We lay to one side the difficulty we have in seeing how stores which sell almost exclusively for cash can give the customer a cash discount for doing what he has to do anyway. We think there is a more fundamental answer. As Judge Froessel said, speaking for the majority of the court, in Bristol-Myers Co. v. Picker, 302 N.Y. 61, at page 68, "No matter how one puts it, the consumer who is accorded a cash discount in reality pays that much less for the article which he purchases, and this is none the less true because the return is by way of merchandise rather than coin which may purchase merchandise. When defendants sold plaintiff's products at fair trade prices, and as part of the same transaction gave their customers cash register receipts having a redemption value of 2 1/2% of such fair trade prices, they, in effect, sold plaintiff's products at 2 1/2% less than the prices fixed. I can see no distinction between returning to the customer a credit memorandum of 21/2% and giving him a cash register receipt. And whether the discount is small or large makes no difference the statute forbids both." The force and logic of this reasoning impress us as unanswerable. We recognize that other courts have come to a different conclusion, but the reasoning on which their decisions are based does not persuade us.[1a] There is no magic in the words "cash discount." When subjected to analysis they are merely a euphemism for what is in reality a price cut.
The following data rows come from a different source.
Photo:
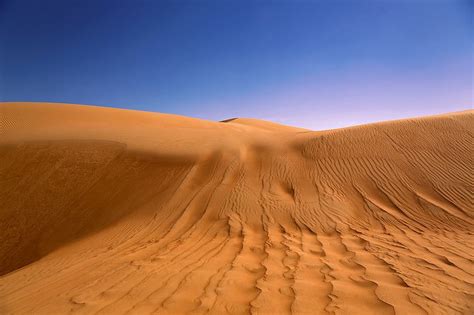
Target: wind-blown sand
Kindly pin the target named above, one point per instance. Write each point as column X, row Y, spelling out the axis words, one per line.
column 108, row 211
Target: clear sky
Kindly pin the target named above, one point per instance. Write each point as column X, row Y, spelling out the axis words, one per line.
column 315, row 64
The defendants' case is no stronger by the further finding of the judge that these plans do not "have any economic effect upon the individual product brand sold by the retailer, *228 or its good will." The fair trade law unqualifiedly provides that price cutting fair trade articles in and of itself is unfair competition. The objective of the law is to protect the good will of the trade mark owner, and when a commodity which bears a brand name is resold for less than the minimum price specified in the fair trade contracts such conduct is a violation of the plain mandate of the fair trade law and is properly restrained by injunctive relief. The statute makes it clear that the sale of identified goods at less than the price fixed by the owner of the mark or brand is an assault upon the good will, and constitutes unfair competition which is actionable without proof of pecuniary loss. To hold otherwise is to quarrel with the purpose of the statute. See in this connection Bristol-Myers Co. v. Picker, 302 N.Y. 61, at page 70.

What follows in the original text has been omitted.